# Mathews XLR8 & Mini Blasters



## Swamp Root (May 12, 2009)

Does anybody use this combo? For clarification let me explain. I bought a Mathews xlr8 (Monster) and have been shooting 75gr. practice tips. The bow is super fast (344fps) and I asked Donnie at Precision Archery what is the best 75gr. expandables to shoot? He told me that the Mini Blasters made by Trophy Ridge are his favorite. Now I am hearing that since these bows are so fast, that you need to have double rubber bands to keep the blades from opening during flight!?! Seems like that would definately affect the opening at impact on an animal!?! Anyone have knowledge or advice on this?


----------



## reelthreat (Jul 11, 2006)

Are you set on mechanical broadheads? If not, just go buy some slick tricks or g4 strikers... they fly like fieldpoints even at high speeds. With a bow that fast mechanicals bring in tooo many variables as you stated.


----------



## Screeminreel (Jun 2, 2004)

Shooting that fast I would pass entirely on the mechanicals, as mentioned. To many issues with things not working as predicted or blades breaking. 

I would look into one of the better made, thicker fixed blades and be done with it. There are a lot of great fixed blade heads out there now with very sturdy blades which will not deflect or break easily on bone when you hit it at the speeds your going to. 

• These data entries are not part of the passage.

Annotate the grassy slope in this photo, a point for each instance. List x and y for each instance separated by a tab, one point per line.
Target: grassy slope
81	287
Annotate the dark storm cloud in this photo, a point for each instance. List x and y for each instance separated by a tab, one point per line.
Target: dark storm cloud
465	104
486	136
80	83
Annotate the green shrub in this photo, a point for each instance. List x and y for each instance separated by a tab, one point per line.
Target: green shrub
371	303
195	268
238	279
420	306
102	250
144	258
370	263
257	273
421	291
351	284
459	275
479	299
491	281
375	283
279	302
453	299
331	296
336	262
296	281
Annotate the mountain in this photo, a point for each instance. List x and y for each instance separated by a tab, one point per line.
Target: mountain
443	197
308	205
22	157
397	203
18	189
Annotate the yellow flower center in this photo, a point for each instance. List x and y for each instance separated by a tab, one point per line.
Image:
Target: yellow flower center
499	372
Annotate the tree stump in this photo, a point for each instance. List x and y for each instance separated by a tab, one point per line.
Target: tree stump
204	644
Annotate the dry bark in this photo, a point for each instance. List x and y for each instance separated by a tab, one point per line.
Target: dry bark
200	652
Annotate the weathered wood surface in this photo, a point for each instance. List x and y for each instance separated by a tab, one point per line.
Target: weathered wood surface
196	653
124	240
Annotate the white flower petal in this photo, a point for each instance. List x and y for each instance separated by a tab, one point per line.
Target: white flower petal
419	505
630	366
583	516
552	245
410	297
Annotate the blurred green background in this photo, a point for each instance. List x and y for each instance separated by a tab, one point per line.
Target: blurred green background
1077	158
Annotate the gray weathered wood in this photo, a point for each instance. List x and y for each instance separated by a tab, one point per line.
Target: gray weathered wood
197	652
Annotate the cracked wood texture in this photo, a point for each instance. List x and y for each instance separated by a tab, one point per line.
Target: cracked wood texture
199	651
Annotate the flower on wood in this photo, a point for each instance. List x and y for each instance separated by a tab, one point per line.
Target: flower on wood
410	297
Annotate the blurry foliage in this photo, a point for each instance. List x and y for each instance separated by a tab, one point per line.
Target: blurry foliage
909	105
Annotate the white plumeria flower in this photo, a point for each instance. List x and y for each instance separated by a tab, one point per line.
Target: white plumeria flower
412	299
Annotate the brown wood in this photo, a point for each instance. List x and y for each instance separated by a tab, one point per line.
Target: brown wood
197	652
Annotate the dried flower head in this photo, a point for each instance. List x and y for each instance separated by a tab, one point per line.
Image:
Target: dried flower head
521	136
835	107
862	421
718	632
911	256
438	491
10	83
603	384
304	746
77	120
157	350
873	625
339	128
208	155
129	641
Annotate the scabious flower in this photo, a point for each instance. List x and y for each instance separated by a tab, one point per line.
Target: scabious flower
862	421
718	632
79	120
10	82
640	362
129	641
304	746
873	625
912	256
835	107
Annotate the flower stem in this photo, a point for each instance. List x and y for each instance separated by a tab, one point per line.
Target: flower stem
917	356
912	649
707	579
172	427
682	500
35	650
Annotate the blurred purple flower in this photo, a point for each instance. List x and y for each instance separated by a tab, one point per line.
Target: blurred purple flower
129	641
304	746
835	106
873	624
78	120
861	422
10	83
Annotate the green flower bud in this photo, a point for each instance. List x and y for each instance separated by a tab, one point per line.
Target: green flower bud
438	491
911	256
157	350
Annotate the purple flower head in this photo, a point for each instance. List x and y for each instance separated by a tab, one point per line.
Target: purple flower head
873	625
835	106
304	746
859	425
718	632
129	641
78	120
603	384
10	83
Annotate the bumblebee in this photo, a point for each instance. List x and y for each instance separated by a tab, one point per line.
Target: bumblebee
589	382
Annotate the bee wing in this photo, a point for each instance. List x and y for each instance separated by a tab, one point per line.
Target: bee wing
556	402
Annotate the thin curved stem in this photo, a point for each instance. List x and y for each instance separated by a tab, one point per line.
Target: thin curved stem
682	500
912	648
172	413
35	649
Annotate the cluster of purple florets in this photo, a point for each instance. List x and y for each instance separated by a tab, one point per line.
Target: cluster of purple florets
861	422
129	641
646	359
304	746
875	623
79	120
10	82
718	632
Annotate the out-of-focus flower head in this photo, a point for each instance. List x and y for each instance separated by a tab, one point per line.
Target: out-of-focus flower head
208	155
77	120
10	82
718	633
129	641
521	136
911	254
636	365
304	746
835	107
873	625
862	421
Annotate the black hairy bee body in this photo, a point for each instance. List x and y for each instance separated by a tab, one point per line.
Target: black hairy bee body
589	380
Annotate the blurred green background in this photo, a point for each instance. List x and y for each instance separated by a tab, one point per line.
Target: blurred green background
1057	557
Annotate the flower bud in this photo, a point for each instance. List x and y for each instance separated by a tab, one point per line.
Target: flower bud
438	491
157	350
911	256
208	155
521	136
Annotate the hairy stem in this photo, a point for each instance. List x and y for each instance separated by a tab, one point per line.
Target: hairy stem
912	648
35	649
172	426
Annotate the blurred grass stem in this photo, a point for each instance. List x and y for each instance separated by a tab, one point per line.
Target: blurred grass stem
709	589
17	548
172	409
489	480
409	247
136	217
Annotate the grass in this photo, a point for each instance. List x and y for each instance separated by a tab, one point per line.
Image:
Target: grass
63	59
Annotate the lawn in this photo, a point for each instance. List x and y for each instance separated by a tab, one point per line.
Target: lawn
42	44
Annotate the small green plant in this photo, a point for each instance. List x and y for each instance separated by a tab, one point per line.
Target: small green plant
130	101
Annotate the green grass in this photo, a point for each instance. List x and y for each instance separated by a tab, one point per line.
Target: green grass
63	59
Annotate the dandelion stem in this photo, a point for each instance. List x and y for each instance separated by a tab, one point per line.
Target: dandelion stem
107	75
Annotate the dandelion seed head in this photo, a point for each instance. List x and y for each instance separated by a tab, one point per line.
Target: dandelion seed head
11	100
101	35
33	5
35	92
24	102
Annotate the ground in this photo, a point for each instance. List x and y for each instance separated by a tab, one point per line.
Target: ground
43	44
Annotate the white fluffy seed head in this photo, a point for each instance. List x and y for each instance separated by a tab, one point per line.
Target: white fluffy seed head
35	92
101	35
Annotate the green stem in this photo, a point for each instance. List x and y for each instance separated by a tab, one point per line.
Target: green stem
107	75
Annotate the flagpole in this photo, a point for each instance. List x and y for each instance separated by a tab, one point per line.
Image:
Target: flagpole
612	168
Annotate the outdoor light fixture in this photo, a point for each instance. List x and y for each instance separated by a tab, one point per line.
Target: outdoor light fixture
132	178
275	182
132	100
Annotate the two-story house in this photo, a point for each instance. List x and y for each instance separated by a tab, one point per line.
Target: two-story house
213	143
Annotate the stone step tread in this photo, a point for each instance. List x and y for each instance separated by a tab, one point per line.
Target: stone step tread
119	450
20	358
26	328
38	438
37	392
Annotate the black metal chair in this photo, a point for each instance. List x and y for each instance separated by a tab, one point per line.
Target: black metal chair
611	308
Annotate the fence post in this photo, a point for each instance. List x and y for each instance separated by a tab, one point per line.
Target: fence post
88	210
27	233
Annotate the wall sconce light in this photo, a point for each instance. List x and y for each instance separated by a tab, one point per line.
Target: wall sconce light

With the velocity your getting, even using a 100gr head your not going to see anything to dramatic other than some extreme penetration. The last question is how far do you want to pull your arrow out of the ground from behind your quarry? 

LAter,
SR


----------



## 1976Bronc (Apr 2, 2007)

I have a Monster and I shoot 100 grain 2bladed rage. I have not had a problem yet, now I don't shoot quite as fast as you but its still over 300fps. Sucks to have a short draw length.


----------



## Swamp Root (May 12, 2009)

Yeah I was thinking about shooting slick tricks, but right now I am sighted in at up to 55 yards with 75gr. broadheads and don't really feel like resighting my bow all together... guess I can just buy some and see what the difference will be. 

Thanks for the input guys!


----------



## aggie82josh (Mar 16, 2007)

Personally, I would just shoot a 100gr broadhead. If you are getting 344 ft/s and you go up to 100 gr tips you are still going to be shooting in the ballpark of 335 ft/s but, your KE will actually increase. And you should still only have to use one pin out to 30 yards. My bow shoots in the upper 290's and I only use 1 pin out to 30 yards.

It is much easier to find 100 gr broad head's than 75. I used to shoot 75 gr b/h but, got tired of not being able to easily find them. But, if Donnie said they would work then, they will. That guy know's his stuff.

Just my $.02

http://www.backcountrybowhunting.com/articles/tools.php


----------



## Swamp Root (May 12, 2009)

Yeah I will probly end up going to 100gr... before bought this Monster thats all I ever shot! I am going to try the Slick Tricks, but the cut diameter is only 1"... compared to all the others that have 1 1/2" or bigger!


----------



## pngndn (Jun 19, 2009)

donny knows his stuff....i have bought from him and jack for years...


----------



## cashcropper (Oct 26, 2009)

Dude,thats the same combination he shoots.Why dont you call tomorrow and ask him rather than ask a bunch of folks that are for the most part speculating?Ive bought and traded there since 88 and I dont believe he would steer ya wrong.


----------